Your ISPs router will be gathering data about your browsing. Purely for market research purposes of course…

Better to bin it and buy your own.

Surely my ISP can monitor my browsing with or without me using their router…

Phil says:
16 June 2021

Possibly but when my ISP provided router packed up I replaced it with a third party one and got a letter urging me to replace it with the new one they sent me. They know I’m not using their router and must be getting some useful information from them or why are they keen to get me using it?

I’ve never had any of that with PlusNet. Which ISP do you use Phil?

Phil says:
16 June 2021

EE

Thanks. It does also occur to me that their customer support staff may find it much easier to support users on standard company supplied routers.

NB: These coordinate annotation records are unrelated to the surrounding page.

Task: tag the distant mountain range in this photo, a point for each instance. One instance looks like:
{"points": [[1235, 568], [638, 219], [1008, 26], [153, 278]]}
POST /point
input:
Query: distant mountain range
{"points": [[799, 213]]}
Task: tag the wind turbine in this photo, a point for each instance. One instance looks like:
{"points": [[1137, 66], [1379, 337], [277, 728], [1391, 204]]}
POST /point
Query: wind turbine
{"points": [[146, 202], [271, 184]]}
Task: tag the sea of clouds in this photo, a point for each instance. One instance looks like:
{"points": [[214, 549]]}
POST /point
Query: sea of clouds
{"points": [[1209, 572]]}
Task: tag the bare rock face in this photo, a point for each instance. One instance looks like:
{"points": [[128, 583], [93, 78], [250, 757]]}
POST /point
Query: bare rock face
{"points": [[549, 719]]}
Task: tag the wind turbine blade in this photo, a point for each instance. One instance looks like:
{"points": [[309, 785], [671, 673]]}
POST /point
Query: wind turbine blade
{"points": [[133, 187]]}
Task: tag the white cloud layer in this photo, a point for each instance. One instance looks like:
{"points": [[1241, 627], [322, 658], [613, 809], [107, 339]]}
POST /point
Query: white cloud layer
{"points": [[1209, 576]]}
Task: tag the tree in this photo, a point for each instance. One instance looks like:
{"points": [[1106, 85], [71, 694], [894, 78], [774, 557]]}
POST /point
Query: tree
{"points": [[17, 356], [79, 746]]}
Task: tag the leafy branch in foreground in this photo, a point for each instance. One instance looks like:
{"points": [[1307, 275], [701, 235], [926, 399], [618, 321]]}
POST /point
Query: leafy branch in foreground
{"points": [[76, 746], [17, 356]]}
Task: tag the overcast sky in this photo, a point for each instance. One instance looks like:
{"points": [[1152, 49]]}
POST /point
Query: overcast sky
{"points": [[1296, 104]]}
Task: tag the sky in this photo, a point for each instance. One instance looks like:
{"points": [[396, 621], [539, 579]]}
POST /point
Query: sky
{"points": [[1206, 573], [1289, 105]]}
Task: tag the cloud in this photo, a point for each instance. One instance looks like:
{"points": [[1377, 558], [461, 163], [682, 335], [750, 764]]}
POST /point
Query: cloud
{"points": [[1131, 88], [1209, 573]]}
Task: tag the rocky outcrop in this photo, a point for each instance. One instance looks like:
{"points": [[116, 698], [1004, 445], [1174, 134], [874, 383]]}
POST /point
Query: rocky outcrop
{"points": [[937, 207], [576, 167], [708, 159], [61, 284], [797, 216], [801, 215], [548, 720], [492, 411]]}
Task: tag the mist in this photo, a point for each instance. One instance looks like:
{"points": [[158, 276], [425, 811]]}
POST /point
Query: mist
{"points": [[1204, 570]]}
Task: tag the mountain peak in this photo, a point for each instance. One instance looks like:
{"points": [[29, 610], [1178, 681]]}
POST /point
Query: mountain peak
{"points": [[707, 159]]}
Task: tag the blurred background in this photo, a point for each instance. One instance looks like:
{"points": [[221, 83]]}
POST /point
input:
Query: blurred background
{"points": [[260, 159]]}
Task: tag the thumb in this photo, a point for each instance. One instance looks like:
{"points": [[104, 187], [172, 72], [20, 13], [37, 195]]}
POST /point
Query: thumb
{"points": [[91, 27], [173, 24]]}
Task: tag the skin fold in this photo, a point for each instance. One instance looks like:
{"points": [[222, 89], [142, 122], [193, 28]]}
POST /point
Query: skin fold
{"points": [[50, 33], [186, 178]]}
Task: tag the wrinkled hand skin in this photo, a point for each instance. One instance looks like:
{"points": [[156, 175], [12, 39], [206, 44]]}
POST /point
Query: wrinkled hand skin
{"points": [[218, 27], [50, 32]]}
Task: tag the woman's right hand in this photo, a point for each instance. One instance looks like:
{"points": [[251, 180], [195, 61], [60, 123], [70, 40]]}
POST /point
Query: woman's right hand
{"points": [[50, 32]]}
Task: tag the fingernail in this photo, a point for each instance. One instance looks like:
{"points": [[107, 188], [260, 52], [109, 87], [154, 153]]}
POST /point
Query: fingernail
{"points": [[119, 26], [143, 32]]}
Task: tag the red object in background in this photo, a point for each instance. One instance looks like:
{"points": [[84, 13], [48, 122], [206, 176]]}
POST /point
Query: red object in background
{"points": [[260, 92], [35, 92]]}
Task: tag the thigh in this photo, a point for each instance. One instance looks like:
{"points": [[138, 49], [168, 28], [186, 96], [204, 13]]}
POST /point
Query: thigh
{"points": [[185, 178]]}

Or, as you suggest, those may come with company backdoor logins and spyware.

Phil says:
16 June 2021

I think that’s very much a given but the one they sent me, BrightBox, had not long been rated as one of the worst for security.

Em says:
23 July 2021

Of course, it might not be hackers. Excerpt from a Amazon US review for a Wi-Fi enabled Honeywell thermostat. Quoted temperatures are in Fahrenheit:

The device works flawlessly. You can adjust the temp from anywhere you have a Wi-Fi or cellular signal. Little did I know that my ex had found someone that had a bit more money than I did and decided to make other travel plans. Those plans included her no longer being my wife and finding a new travel partner (Carl, a banker). She took the house, the dog and a good chunk of my 401k, but didn’t mess with the wireless access point or the Wi-Fi enabled Honeywell thermostat.

Since this past Ohio winter has been so cold I’ve been messing with the temp while the new love birds are sleeping. Doesn’t everyone want to wake up at 7 AM to a 40 degree house? When they are away on their weekend getaways, I crank the heat up to 80 degrees and back down to 40 before they arrive home. I can only imagine what their electricity bills might be. It makes me smile. I know this won’t last forever, but I can’t help but smile every time I log in and see that it still works. I also can’t wait for warmer weather when I can crank the heat up to 80 degrees while the love birds are sleeping. After all, who doesn’t want to wake up to an 80 degree home in the middle of June?

I’m sure a lot of us know how this feels in the current heatwave.

Richard Russell says:
18 September 2021

In October’s Which? this question was asked: “with regards to hacked cameras, are those cameras open to the internet through an open port on the router?”. I’ve often wondered that too. Yet the reply in the magazine does not address this question, referring only to devices having “weak default passwords”. But if the device cannot be seen from the internet (WAN) because there is no port open on the router to provide access to it, that shouldn’t matter. The question deserves a proper answer.